Yemen is one of the poorest countries in the Middle East, and civilians in parts of the country are trapped in a bloody battle between al Qaeda, Houthi rebels and a Saudi-led coalition.
For about three years, Fadia Thabet worked with the war's most vulnerable victims.
"We were the only organization, and the first one who work with children affected by armed conflict," she says. "So we work with child soldiers. Children who've been killed or abducted or raped. We saw kids who were attacked at schools and hospitals and those who were denied humanitarian access."
Thabet's work was dangerous, difficult and heartbreaking.
The group's budget was low. The need, immense. And Thabet says she wanted to work with children to help her country move somehow beyond the conflict and bloodshed.
"Those kids who were being recruited or being targeted, were prevented from seeking or wishing or dreaming for a better future," says Thabet. "That's why I started doing this work. I wanted kids in school, and jot on the front lines in battle."
The U.S. State Department established the International Women of Courage Award in 2007, and every year the First Lady recognizes women from all over the world who work for peace and human rights.
Thabet is an outspoken critic of President Trump's travel ban, which includes Yemen, and so she says going to the State Department in D.C. required some internal dialogue.

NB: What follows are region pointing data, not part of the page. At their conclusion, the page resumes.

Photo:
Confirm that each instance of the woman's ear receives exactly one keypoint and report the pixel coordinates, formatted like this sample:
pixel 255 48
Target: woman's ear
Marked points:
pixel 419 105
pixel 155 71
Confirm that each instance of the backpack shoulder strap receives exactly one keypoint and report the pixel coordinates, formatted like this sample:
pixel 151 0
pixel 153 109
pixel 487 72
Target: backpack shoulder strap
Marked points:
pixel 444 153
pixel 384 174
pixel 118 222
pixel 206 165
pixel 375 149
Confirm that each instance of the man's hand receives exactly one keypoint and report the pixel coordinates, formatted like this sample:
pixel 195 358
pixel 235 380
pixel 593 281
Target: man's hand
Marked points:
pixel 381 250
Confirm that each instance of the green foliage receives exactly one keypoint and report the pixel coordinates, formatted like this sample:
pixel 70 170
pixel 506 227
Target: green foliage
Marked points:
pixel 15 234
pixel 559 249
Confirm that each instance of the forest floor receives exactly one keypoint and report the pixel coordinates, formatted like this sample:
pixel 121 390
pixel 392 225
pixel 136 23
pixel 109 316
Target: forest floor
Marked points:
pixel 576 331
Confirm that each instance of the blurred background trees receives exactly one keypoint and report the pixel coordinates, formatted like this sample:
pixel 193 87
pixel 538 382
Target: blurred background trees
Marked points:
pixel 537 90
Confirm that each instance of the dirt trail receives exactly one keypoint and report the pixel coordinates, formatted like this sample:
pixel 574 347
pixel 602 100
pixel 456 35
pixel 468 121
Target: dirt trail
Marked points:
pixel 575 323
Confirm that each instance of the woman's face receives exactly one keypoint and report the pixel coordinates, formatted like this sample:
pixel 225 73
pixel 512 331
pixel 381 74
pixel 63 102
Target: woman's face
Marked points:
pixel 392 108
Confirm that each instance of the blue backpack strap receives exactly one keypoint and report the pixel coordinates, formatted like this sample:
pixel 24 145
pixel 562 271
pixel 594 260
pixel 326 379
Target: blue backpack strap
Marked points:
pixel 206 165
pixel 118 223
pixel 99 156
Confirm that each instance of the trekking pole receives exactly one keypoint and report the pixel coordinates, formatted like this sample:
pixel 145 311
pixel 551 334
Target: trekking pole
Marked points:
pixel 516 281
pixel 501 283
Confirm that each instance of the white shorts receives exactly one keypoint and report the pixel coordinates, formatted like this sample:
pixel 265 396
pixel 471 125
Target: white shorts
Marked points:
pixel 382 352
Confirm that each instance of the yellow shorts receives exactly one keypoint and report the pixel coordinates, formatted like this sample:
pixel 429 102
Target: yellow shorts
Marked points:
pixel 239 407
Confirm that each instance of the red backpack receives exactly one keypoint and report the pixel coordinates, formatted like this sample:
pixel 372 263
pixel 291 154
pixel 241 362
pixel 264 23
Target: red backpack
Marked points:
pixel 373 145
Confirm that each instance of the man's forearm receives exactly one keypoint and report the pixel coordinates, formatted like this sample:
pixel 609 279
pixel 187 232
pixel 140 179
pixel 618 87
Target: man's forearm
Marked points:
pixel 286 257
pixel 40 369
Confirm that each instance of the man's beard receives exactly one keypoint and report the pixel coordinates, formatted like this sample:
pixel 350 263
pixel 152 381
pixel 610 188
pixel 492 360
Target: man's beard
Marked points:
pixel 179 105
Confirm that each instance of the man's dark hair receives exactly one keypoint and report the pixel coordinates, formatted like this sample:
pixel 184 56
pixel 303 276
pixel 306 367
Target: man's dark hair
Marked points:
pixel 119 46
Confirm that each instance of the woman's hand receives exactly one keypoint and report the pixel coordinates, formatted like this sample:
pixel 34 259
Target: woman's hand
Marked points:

"My conclusion was, to accept this award gave me a platform," says Thabet. "Here I was, a woman, coming from Yemen, which is a country included in the travel ban. But I work against the terrorists, not part of the terrorists. They ask me about the travel ban, I said 'we can't use the same brush to paint everyone.' I understand the security concerns coming from those countries but we also we have to approach the human being sides in these kinds of stories."
Thabet's stories from Yemen are chilling.
She talks about raising money to buy replacement limbs for children who got in the way of sniper fire and explosives.
She helped track down psychiatric care for kids who were recruited by al Qaeda.
Early in 2015 her group came under intense threats from Houthi rebels who invaded the city where they were working.
She says with so much going wrong in Yemen, her work with children compels her to do more.
"What if instead of just like I want 10 children what if I want thousands of children to be in that position?" she says. "So one successful story can actually change the whole perspective of how you can engage more in this story."
Thabet is studying at SIT as part of the school's Global Scholars program, which offers full scholarships to refugees from war-torn countries.
A few years ago, she was dodging sniper fire and protecting children in a war zone. Now she's learning about United Nations policies, and how non-governmental organizations work.
And she says it all starts with a single action in a single community.
"We have to do something," Thabet says. "Even if it's just like, the amount of impact is very little, but just from my little impact, in addition to your little impact, in addition to someone else's impact, we can do something bigger. So it's an individual effort, but in the end we need the collective one."
When she's done studying here in Vermont, Thabet says she's going back to Yemen to continue working with kids and to help support relief agencies in her country.
Disclosure: The School for International Training supports VPR as an underwriter.